6. “La factura va a subir unos 100 euros”. Este ha sido uno de los comentarios más enigmáticos de las últimas semanas. Nadie sabe muy bien qué pretendía decir el ministro. Se supone que tranquilizar sobre lo moderado del incremento de la luz. Para ello, trasladó a todo el año el incremento de los pasados días. En lugar de tranquilizar, hizo lo contrario. Pero es que además el ejercicio estaba mal hecho: desde hace años, el precio eléctrico es mayor durante los meses de invierno, especialmente cuando coinciden una baja hidraulicidad con una ola de frío. La razón es muy sencilla: al aumentar la demanda de gas para calefacción, se incrementa su precio. Si no hay reservas hidráulicas suficientes, el incremento del precio del gas se traslada al mercado eléctrico. Pasó algo parecido a finales de 2013 y también en 2011. Es un incremento estacional, y por tanto no tiene sentido trasladarlo a todo el año. Es como si utilizásemos el precio de las uvas del 31 de diciembre para hace una previsión de su evolución durante el año siguiente.

7. “Hay que interrumpir las exportaciones a Francia”. Aquí es cuando las ocurrencias de tertulia se vuelven peligrosas. Llevamos años reclamando incrementar nuestras interconexiones con Francia, idea que nunca ha entusiasmado a los franceses, debido a que la mayor parte de sus beneficios caen a nuestro lado de la frontera. Con mucho esfuerzo, hemos logrado que las instituciones europeas asuman nuestras demandas. Justo ahora, los franceses están viendo las ventajas de la interconexión (que, como toda interconexión, es de dos sentidos) para cubrir su propia ola de frío y la parada de un número sin precedentes de reactores nucleares durante el año pasado (alrededor de 22 sobre un total de 58).

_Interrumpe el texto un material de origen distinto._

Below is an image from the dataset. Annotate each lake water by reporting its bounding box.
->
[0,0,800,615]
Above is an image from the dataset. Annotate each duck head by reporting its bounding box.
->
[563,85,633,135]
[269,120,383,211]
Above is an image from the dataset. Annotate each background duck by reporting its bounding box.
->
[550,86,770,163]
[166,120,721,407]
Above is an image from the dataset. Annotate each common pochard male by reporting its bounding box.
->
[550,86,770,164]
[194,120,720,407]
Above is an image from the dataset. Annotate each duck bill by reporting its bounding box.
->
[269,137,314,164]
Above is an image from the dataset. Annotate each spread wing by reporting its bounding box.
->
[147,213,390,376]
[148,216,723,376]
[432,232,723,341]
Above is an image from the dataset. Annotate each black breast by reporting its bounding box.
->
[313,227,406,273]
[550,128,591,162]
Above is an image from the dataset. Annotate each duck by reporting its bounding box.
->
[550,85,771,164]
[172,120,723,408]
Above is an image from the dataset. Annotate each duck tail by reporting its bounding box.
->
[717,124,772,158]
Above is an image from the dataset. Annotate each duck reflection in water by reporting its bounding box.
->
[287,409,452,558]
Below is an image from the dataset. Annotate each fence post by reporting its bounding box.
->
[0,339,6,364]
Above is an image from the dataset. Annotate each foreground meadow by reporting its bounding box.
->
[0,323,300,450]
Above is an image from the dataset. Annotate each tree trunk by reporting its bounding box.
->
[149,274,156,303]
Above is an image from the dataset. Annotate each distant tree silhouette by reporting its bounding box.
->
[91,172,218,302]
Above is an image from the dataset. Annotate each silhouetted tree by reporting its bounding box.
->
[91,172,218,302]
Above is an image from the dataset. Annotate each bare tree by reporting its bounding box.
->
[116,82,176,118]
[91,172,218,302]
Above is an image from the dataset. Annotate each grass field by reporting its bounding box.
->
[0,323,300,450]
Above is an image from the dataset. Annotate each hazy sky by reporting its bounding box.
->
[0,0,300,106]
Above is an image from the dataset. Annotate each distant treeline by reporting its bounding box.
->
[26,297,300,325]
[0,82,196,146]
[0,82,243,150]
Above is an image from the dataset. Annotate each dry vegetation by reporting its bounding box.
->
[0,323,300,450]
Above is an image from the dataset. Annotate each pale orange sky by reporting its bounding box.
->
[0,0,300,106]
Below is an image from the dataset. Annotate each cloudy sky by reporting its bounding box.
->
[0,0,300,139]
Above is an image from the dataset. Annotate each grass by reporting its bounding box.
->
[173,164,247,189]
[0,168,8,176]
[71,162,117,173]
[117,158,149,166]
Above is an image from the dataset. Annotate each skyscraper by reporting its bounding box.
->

El Reino Unido también ha exportado electricidad a Francia en los pasados meses, lo no había ocurrido en el último lustro. Si para sortear una tormenta mediática interna alguien decidiera interrumpir las exportaciones de electricidad a Francia, pondríamos en riesgo los tímidos pero firmes avances logrados durante los últimos 20 años (y seguramente, lo sentiríamos durante los siguientes 20).

8. “El Gobierno no puede hacer nada. Solo cabe esperar que llueva y sople el viento”. En efecto, el Gobierno no puede bajar el precio de la luz por decreto. Mejor dicho, podría hacerlo, pero lo acabaríamos pagando igual. Pero eso no significa que no tenga opciones: es absurdo que la volatilidad del precio mayorista eléctrico la soporten los consumidores, que son los agentes con menos flexibilidad del mercado. Además, hay dos variables clave sobre las que el Gobierno puede actuar: el problema de estos días es de pico en la demanda eléctrica y de transparencia y liquidez en el mercado del gas. Hay que avanzar en los dos sentidos. Para aplanar la demanda eléctrica, las soluciones son bien conocidas: ahorro y eficiencia energética y autoconsumo. El verdadero misterio es por qué estas actuaciones no están entre las prioridades del Gobierno.

*Isidoro Tapia es economista y MBA por Wharton.